Belmont and Transylvanian Churches Celebrate 35-Year Bond

By Amanda Duan, Belmont Voice contributor

Members of The First Church in Belmont Unitarian Universalist traveled to Romania this summer to celebrate the congregation’s 35-year partnership with its sister church in Transylvania, a relationship that began in the 1990s and has grown into decades of fellowship — meals, music and faith shared between two communities an ocean apart.

Désfalva is a small village in the Transylvanian region of Romania, known for its deep Hungarian roots and centuries-old traditions. The Belmont church’s relationship with the Central European congregation began in 1990 through the denomination’s church partnership program, which connected churches after the fall of Communism.

Every January, the congregations hold a joint worship service via livestream. Belmont projects Désfalva’s sanctuary onto a large screen so members can see one another in real time as they worship.

“We’ll do a piece of music, and then they’ll do a piece of music, and then he’ll preach, and I’ll preach, live at the same time,” said the Rev. Chris Jablonski, senior minister at The First Church in Belmont.

Among the most meaningful symbols of their relationship is the Kopjafa, a traditional, hand-carved wooden commemorative pillar that stands outside both churches. In Désfalva, villagers carve the columns to commemorate a community that was flooded during Romania’s Communist era, destroying the homes of Unitarian, Greek, and Jewish families. Artisans in Désfalva crafted a kopjafa and shipped it to Belmont in 2013 to honor Hans de Muinck Keizer, the first Belmont member to visit the village in 1990. This year, the Romanian congregation continued the tradition with a brass plaque honoring Sherry Jones, a Belmont community leader and founding supporter of the partnership, who died Nov. 15, 2024.

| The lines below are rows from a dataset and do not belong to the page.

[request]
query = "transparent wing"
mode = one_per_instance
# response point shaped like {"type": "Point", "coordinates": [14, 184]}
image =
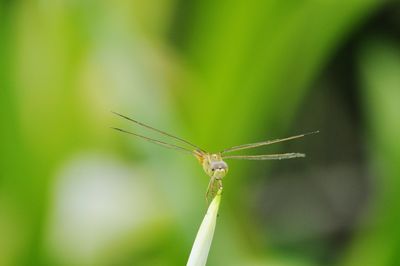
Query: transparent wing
{"type": "Point", "coordinates": [154, 141]}
{"type": "Point", "coordinates": [266, 156]}
{"type": "Point", "coordinates": [159, 131]}
{"type": "Point", "coordinates": [264, 143]}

“One of the really inspiring things that I’ve learned from them is the importance in trying times to keep people connected, grounded, hopeful, and remembering that they’re part of something larger,” said Jablonski.

That sense of connection has deepened through decades of visits, projects, and friendships. Jeanne Mooney, a retired communications director at the Belmont church, first met visitors from Désfalva in 1997 when the church hosted the Transylvanian minister and his wife. In the intervening years, she said, cooking meals together, eating around tables, and going out to people’s homes has evolved into lasting friendships and connections.

Jablonski joined members of his congregation on the visit to Désfalva this summer to dedicate a refurbished church organ, meet students who receive scholarships funded by the Belmont congregation, and enjoy traditional gatherings, including a horse-drawn wagon ride through the countryside.

The 19th-century organ had been left in disrepair for decades after Romania’s Communist regime, when many church properties were seized and damaged.

“Their organ basically looked like it was destroyed on purpose,” said Livia Racz, chair of the denomination’s partner church committee. “This person who rebuilt it really just wanted to right this wrong that had been done.”

Racz said a craftsman charged the church 10,000 euros (about $11,600), which for a year of work and all new parts, was considered a bargain. The restoration typically would have cost 10 times more.

The Belmont congregation helps fund scholarships for 12 to 15 students each year from Désfalva and the nearby village of Haranglab, according to Racz. The money allows students to attend Hungarian-language high schools, since local Romanian schools prohibit speaking Hungarian in class.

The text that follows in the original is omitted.